While the product itself presents few intrinsic limitations, marketplace trends can cause problems for even established compounds. For example, global supply chain disruptions can affect delivery times for needed precursors. One smart hedge involves building relationships with multiple vendors and setting up secondary supplier agreements. Those organizing research portfolios can protect projects from interruption by tracking usage trends and keeping at least two cycles of expected material ready on the shelf.
Another real pressure in R&D is regulatory drift. As jurisdictions shift rules about handling brominated organics, teams should stay current on guidance and update storage protocols to match any new requirements. Instituting regular staff briefings on such policy shifts keeps compliance strong and avoids delays.
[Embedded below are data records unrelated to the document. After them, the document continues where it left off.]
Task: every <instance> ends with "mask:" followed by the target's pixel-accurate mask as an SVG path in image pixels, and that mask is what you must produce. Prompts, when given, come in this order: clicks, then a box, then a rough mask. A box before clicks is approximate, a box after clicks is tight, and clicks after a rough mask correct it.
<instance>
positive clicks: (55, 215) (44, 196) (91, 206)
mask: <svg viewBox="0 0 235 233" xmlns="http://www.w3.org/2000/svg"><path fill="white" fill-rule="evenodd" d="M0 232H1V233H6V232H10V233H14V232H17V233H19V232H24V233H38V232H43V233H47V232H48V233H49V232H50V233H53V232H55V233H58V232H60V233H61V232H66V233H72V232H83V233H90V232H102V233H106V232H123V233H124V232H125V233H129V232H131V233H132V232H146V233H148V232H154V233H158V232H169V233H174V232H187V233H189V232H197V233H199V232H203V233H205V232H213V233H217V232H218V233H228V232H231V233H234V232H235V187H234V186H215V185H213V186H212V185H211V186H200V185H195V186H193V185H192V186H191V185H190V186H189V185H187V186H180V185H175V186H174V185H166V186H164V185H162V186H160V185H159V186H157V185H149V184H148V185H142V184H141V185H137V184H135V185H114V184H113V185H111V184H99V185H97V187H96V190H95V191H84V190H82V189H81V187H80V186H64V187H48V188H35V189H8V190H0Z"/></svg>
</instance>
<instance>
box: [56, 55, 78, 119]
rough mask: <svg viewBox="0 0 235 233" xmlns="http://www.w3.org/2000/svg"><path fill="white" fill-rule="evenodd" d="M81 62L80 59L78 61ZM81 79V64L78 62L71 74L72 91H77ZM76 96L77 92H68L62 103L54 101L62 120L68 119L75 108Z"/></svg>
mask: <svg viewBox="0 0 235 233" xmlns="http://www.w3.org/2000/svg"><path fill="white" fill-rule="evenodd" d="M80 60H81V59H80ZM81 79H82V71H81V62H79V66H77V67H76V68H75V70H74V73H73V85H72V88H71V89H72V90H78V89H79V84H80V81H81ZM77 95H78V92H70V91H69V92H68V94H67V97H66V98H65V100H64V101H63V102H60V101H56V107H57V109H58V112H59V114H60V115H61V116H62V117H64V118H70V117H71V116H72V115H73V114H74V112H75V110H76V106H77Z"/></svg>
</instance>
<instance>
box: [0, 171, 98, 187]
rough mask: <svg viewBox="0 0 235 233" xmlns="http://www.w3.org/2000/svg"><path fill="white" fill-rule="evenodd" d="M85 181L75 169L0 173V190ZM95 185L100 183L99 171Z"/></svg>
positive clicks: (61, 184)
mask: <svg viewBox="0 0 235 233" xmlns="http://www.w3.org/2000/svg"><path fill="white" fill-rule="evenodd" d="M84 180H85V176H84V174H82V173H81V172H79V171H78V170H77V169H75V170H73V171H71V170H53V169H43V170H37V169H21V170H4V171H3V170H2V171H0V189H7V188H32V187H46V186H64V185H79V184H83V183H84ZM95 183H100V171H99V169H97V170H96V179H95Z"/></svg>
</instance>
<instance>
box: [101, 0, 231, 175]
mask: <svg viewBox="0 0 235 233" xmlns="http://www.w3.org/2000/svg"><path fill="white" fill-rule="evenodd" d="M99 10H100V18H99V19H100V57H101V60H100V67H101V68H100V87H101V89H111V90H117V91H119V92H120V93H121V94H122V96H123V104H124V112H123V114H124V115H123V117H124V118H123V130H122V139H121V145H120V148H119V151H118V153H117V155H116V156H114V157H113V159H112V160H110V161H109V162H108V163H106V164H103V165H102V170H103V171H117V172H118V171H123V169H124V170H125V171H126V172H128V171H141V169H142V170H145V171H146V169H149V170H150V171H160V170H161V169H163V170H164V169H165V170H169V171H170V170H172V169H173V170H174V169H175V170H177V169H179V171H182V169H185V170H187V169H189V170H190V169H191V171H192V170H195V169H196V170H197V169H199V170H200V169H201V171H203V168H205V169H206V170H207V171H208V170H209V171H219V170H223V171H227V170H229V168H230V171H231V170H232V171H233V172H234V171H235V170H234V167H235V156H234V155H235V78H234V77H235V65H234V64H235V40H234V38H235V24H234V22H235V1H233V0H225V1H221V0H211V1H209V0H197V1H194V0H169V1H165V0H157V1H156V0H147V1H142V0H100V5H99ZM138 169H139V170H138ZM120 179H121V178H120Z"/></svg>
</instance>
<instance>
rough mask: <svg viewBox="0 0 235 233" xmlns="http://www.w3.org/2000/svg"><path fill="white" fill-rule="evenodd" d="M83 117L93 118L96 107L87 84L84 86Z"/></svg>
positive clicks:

Waste disposal also comes up more often now. Even though 6-Bromo-Quinazolin-4-Ylamine doesn’t carry excessive hazard ratings, larger projects mean more chemical residues. Taking a proactive approach—working with licensed disposal contractors and documenting usage—smooths audits and maintains community trust.
Those building project timelines around molecules such as this often share common strategies. Many labs prioritize making their first batch fresh from raw materials, confirming identity and purity by proton NMR and HRMS before moving into larger-scale experimentation. Keeping careful, up-to-date lab notebooks with supplier lot numbers and batch records lets teams spot issues early.
Networking with peers—across industry and academia—opens a steady flow of insights about scalability, troubleshooting, and innovative applications. In group meetings, seasoned chemists encourage newcomers to explore lesser-known transformations made possible by the bromo substituent, as well as alternate protecting group strategies on the amine site. Every group meeting or publication highlights new creative uses, reflecting how a high-quality building block adapts to fresh challenges.
The lasting impression left by 6-Bromo-Quinazolin-4-Ylamine boils down to one thing: trust. Labs worldwide choose it because it shrinks the gap between vision and results. Across chemical synthesis, drug development, and advanced materials work, its abilities shine through. Steering clear of overhyped claims and fragile compounds, working scientists see value in products that perform where it matters most—on the bench, in real time, and during real experiments. Armed with this compound, teams face complex problems with confidence and creativity, forging new paths in science, one reaction at a time.